Stop the Politicking–The Supreme Court of Education
While I’m no expert on politics, I feel their impact daily with the new federal and state mandates that trickle down into my classroom. Each new president is the “education president” and has a plan that will turn around a fledgling American education system. No Child Left Behind, Race to the Top, Common Core, VAM for teacher evaluations, charter schools–all valiant efforts to be the equivalent “get rich quick scheme” of public education. What anyone who works in a classroom knows, is that the problems are too deep, too complicated, too sweeping to be fixed so easily. Each President and appointed Secretary of State has, at best, 8 years to return the US to its former educational glory. He/she must present his/her education agenda du jour before he/she enters office and must stand by it even if, after time in office, one has a change of heart, for fear of flip-flopping (see Peter Green article linked for more on that).
What I propose is a new decision making body for education in Washington. What if we didn’t move the cheese for teachers and administrators across the country every 4-8 years? It may sound crazy to you but it makes perfect sense to this teacher in suburban Illinois: A “Supreme Court” of Education. Like the Supreme Court, presidents could appoint men/women (hopefully educators–perhaps each National Teacher of the Year?) to a body that would right the ship of public education that would serve 10 years? 15 years? life? The implications of each important, but worth a discussion. Let’s think outside the current constraints of the political box.
What has each successive regime brought us (both democratic and republican)? Heavy standardized testing, school closings that (in Chicago) break the hearts of students and have families taking to the streets in protests, public funding going to private for profit schools that show not to be any more effective except for those who champion their for profit cause, teacher shortages due to teacher disillusionment and distrust…Should we continue the course? Top performing schools on PISA exams (International Exams) like those in Canada and Finland are doing the exact opposite!
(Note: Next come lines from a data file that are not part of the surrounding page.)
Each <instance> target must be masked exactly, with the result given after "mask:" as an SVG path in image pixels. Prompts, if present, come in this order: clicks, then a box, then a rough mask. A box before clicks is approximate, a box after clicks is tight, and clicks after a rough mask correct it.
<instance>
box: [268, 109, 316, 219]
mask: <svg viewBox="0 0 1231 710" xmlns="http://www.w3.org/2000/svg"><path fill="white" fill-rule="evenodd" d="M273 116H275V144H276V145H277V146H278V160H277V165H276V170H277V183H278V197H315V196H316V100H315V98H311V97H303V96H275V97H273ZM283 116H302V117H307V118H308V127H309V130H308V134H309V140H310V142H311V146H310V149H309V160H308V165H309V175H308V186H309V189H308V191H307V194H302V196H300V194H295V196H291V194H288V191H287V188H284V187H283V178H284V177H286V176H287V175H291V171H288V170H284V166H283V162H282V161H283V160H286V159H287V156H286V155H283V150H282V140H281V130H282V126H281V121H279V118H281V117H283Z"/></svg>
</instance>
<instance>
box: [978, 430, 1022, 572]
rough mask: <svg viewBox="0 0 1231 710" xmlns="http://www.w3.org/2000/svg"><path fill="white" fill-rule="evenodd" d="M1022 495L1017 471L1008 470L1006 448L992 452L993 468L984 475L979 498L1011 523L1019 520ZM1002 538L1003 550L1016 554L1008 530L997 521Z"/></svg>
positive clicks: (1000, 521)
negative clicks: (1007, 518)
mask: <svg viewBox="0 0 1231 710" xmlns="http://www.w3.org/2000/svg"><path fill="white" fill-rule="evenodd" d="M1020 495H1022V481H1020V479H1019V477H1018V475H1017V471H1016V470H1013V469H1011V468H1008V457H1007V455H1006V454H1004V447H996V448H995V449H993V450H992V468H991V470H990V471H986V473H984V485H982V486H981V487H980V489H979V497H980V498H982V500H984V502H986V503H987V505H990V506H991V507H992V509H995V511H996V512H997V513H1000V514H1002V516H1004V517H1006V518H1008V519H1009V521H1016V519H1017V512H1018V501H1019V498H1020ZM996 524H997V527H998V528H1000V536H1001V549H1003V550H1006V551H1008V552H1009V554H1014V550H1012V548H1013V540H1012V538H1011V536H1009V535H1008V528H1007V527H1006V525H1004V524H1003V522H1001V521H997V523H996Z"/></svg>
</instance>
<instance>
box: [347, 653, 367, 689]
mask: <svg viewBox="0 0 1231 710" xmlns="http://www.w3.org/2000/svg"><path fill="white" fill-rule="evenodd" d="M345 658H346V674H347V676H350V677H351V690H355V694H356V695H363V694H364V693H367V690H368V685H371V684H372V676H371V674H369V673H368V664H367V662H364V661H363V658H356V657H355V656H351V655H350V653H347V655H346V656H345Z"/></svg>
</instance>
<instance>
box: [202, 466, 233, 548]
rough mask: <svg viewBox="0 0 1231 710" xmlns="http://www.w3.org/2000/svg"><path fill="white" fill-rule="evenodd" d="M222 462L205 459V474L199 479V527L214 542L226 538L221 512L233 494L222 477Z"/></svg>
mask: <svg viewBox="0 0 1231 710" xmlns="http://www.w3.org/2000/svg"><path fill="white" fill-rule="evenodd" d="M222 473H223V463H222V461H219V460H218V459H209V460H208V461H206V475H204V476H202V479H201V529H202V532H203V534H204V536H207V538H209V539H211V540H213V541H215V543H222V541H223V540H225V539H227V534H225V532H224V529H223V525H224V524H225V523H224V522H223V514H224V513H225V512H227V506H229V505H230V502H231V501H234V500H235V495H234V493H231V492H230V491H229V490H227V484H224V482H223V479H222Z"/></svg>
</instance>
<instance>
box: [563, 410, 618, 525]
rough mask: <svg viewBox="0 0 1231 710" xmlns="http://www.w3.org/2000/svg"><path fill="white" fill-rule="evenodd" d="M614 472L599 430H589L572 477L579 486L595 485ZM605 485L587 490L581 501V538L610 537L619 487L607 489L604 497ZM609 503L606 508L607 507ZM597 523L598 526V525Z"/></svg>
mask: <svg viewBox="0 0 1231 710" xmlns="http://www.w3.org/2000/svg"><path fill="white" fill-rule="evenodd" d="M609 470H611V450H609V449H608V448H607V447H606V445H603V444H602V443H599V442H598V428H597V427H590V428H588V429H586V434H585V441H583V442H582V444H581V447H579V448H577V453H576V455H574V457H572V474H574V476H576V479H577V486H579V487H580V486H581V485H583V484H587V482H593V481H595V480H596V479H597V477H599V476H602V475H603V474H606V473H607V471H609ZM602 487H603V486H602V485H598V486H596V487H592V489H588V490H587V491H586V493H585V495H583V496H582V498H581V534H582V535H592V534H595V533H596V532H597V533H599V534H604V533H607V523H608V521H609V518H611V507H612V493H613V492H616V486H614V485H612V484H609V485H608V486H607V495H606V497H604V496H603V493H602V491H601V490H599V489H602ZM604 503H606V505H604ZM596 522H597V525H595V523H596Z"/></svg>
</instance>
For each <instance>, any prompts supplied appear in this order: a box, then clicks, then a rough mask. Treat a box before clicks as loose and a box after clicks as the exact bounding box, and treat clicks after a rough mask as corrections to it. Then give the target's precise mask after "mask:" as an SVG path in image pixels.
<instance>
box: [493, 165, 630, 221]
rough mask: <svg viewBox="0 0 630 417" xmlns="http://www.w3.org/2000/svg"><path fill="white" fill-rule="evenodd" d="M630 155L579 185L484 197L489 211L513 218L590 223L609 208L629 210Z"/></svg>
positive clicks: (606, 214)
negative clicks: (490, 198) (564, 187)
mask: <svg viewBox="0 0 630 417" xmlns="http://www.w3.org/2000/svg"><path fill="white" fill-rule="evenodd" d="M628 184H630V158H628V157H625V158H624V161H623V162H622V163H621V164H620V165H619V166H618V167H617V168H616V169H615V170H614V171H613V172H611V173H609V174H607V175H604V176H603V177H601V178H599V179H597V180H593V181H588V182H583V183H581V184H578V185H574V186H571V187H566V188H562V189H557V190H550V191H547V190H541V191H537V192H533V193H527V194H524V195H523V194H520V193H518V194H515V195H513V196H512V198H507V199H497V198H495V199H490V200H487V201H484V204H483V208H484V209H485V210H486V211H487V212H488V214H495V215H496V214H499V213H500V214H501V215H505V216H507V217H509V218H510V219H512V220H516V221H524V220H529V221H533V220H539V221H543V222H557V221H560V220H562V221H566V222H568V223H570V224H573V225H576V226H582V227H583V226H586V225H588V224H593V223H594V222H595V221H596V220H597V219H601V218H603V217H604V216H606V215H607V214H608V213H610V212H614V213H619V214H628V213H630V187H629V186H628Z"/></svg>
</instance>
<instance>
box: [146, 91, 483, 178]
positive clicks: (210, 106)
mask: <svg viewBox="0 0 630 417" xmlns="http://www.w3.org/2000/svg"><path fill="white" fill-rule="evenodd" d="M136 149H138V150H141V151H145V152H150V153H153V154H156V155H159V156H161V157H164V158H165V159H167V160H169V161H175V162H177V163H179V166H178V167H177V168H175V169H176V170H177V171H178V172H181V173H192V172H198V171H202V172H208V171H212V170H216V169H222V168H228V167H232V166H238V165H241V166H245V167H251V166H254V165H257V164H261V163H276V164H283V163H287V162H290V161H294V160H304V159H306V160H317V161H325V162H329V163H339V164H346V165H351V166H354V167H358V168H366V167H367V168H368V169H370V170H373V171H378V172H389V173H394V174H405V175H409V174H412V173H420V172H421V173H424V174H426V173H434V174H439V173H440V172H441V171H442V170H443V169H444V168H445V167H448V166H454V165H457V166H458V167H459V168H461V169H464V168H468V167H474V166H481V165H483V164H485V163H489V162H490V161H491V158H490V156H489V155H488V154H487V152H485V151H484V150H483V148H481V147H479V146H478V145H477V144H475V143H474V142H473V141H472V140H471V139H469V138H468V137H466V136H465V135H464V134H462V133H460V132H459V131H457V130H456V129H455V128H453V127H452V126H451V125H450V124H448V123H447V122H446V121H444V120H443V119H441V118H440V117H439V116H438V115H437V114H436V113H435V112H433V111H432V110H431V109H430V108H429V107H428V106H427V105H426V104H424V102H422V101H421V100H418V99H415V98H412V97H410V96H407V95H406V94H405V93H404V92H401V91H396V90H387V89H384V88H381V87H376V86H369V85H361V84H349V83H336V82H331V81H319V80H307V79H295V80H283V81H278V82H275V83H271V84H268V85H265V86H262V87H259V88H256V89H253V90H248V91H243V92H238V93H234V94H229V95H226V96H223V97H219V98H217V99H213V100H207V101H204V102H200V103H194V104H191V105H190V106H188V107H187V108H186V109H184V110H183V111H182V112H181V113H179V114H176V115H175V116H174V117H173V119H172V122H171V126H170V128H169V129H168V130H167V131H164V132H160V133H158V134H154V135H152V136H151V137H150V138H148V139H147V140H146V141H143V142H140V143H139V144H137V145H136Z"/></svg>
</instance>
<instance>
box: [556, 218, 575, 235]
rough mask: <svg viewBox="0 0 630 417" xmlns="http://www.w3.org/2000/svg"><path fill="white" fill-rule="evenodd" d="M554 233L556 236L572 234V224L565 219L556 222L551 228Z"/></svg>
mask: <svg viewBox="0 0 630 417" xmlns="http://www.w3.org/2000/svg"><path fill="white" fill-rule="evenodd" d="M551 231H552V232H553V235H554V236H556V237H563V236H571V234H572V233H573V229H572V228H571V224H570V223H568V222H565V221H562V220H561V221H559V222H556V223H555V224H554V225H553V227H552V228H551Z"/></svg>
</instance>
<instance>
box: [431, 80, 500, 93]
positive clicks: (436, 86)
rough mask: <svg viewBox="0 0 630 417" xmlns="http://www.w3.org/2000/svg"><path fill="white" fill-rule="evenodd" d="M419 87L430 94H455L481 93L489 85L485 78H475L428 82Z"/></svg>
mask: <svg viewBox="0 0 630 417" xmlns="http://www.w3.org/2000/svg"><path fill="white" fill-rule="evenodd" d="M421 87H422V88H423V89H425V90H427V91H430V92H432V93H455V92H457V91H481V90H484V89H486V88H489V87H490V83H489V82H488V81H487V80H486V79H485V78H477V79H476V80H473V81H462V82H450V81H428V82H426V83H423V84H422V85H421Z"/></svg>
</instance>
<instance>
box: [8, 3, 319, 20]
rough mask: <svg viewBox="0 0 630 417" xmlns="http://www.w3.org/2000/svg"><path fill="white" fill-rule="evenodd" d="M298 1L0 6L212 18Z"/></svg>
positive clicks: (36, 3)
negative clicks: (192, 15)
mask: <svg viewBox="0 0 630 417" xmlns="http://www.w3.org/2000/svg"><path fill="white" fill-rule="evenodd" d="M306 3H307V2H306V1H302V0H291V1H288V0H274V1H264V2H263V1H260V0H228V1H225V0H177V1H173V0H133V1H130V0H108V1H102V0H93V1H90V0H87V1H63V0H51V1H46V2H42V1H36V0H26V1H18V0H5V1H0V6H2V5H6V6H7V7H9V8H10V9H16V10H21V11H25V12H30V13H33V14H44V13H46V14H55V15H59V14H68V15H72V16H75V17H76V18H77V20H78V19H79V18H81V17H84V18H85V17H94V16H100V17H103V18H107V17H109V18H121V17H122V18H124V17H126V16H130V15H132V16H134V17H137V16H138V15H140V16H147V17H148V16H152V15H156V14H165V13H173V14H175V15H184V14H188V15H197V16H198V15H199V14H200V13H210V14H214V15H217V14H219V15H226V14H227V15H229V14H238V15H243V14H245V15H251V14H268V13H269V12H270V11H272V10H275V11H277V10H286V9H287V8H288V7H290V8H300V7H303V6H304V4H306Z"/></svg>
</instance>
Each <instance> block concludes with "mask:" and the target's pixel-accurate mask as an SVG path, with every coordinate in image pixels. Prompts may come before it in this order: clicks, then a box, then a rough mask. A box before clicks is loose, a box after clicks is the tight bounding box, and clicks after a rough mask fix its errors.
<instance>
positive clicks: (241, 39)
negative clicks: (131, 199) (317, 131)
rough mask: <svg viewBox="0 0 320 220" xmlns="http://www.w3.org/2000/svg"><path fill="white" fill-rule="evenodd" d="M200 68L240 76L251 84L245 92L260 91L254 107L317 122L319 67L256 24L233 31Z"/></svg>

Read more on that in the link attached.
From one of the greatest minds in the 20th Century:
“Insanity: doing the same thing over and over again and expecting different results.” – Albert Einstein
Interesting idea:) Unfortunately, the traditional media structure in this country makes its money off of the sensational news stories and fails to report that American students are just as successful as students from other countries. Since many other countries are very selective in the students they test and we are not, there will always be a statistical discrepancy between the two (they pick the brightest apples from their tree to compare to our mixed bag of apples some brown, some red, some green, etc.). The real problem however as shown by study after study since the 1960’s is that success in the American public school system is almost entirely based on factors that we as educators have no control over, the socio-economic backgrounds of the students that we teach.